Home | Local + Metro | East Metro
The licensing board says Suzanne Kelly doesn't have the required education background.
The St. Paul School Board has been slow to replace its outgoing superintendent, Meria Carstarphen; now it appears the district also could be without an interim schools chief in a couple of weeks.
The Minnesota Board of School Administrators, charged with issuing superintendents' licenses, has refused to issue a conditional license to Suzanne Kelly, who had been chief of staff for Carstarphen and was tapped by the St. Paul school board in April to be interim superintendent while it searched for a permanent replacement.
The tension over the interim superintendent's post comes at a critical time for the district, the state's second largest. On Tuesday, the district's board gave final approval to a package of $25 million in budget cuts from the $642 million budget. That includes the elimination of 267 jobs. What's more, the district now is embroiled in a controversy over a recommendation to close three schools.
"Based on the documentation that was presented to the board, [Kelly] was not licensed and therefore she cannot be the superintendent," Judith Lamp, executive director of the administrators organization, said Wednesday.

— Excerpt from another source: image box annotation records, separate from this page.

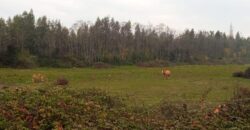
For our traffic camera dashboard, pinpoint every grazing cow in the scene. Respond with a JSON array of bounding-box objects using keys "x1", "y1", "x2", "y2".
[{"x1": 162, "y1": 68, "x2": 171, "y2": 79}]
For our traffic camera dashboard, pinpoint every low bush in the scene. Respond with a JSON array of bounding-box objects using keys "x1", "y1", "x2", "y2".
[
  {"x1": 93, "y1": 62, "x2": 112, "y2": 69},
  {"x1": 233, "y1": 71, "x2": 245, "y2": 77},
  {"x1": 32, "y1": 73, "x2": 47, "y2": 83},
  {"x1": 233, "y1": 67, "x2": 250, "y2": 79},
  {"x1": 55, "y1": 78, "x2": 69, "y2": 86},
  {"x1": 0, "y1": 86, "x2": 250, "y2": 130}
]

"A person who serves as or performs the duties of a superintendent, principal, or director of special education shall hold a license appropriate to the position of school superintendent, principal, or director of special education," the state statute says.
Statutes also require districts to employ a superintendent. Failing to do so could draw penalties ranging from a simple written reprimand to withholding funding, Lamp said. Though Kelly lacks the required educational background, St. Paul board officials said she is the best person for the job.
"We needed to have somebody who could step in with full knowledge of where we were," said Elona Street-Stewart, the board's vice chairwoman. "The cosmos continue to circle around Suzanne Kelly," she said, adding that Kelly worked under Carstarphen and has always had a good relationship with the board.
"She is the interim school superintendent," Street-Stewart declared.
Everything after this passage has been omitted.